After a run finishes, you can spend your money to open up new cards (highly recommended) or occasionally a new "character" with a different starting power.
It's actually a pretty chill game. Put it on the fast speed and it becomes an interesting card strategy game. I'm enjoying it.
I played a lot Wartales this weekend. It's quite similar to BB but has its own twists.
A lot of the systems interlink and it feels quite complex. The scaling of enemy compositions can make back to back battles feel interminable.
There's definitely equipment spikes and a need to grind to farm resources to help you transition to more difficult regions. Gear is a hard stat check. You simply cannot tackle certain content unless your gear is up to the task; and often you end up grinding and overshoot the mark as I did with the starting county.
Is it necessary and/or recommended to play through Talos 1 before Talos 2?
I haven't played 2 yet, but I'd recommend playing 1 on the ground that it was awesome.

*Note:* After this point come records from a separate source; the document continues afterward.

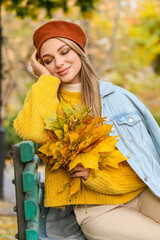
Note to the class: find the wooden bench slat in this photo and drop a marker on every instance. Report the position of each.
(29, 175)
(32, 229)
(31, 204)
(27, 150)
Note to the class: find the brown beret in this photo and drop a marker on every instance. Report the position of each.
(62, 29)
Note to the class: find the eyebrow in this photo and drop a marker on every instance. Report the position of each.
(45, 55)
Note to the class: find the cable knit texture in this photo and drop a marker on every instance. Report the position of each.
(111, 186)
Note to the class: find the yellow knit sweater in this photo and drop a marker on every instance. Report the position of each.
(111, 186)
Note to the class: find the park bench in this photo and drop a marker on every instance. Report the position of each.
(29, 189)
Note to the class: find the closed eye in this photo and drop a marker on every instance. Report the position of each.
(48, 61)
(65, 51)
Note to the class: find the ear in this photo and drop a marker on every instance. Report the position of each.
(37, 56)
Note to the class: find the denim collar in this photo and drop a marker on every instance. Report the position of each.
(105, 88)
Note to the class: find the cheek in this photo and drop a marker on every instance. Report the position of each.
(50, 68)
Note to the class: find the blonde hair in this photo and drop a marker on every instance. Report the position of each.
(89, 79)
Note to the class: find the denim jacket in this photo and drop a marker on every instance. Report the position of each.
(139, 133)
(139, 141)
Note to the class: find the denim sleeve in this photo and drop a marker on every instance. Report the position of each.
(151, 124)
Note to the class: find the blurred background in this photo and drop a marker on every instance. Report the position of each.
(123, 46)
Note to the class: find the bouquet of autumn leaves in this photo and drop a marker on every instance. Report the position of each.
(73, 135)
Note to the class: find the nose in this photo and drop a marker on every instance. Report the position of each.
(59, 61)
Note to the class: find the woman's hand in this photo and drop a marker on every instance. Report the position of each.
(80, 172)
(38, 68)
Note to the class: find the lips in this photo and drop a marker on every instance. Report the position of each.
(63, 71)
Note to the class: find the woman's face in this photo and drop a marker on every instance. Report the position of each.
(61, 61)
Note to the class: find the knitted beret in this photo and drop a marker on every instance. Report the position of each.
(62, 29)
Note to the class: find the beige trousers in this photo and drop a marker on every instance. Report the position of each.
(138, 219)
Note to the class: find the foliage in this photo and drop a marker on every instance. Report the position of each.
(79, 138)
(30, 8)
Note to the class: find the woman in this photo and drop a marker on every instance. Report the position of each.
(123, 202)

But AFAIK you can also jump straight into 2. They're the kind of puzzle games where there a fairly involved story if you want to engage with it, but some people ignore that part and just do the puzzles, and still have a good time.
I haven't played 2 yet, but I'd recommend playing 1 on the ground that it was awesome.
Thanks. I played a bit of 1 when it first released, but it gave me immense motion sickness / eyestrain headache. I just reinstalled and saw that the devs seem to have added a whole section of config options to mitigate motion sickness, so I suspect I wasn't alone. Regardless, I tweaked some settings and managed to solve all the puzzles in area 1 without too much difficulty. Cautiously optimistic...
Yeah its a good idea to play Talos 1 before 2. There's quite a bit of reference to the events in the first game. The DLC is also referenced in passing but that can skipped.
Puzzles tend to be more difficult in the initial game. But that game is a real gem so hopefully motion sickness thing is not longer an issue.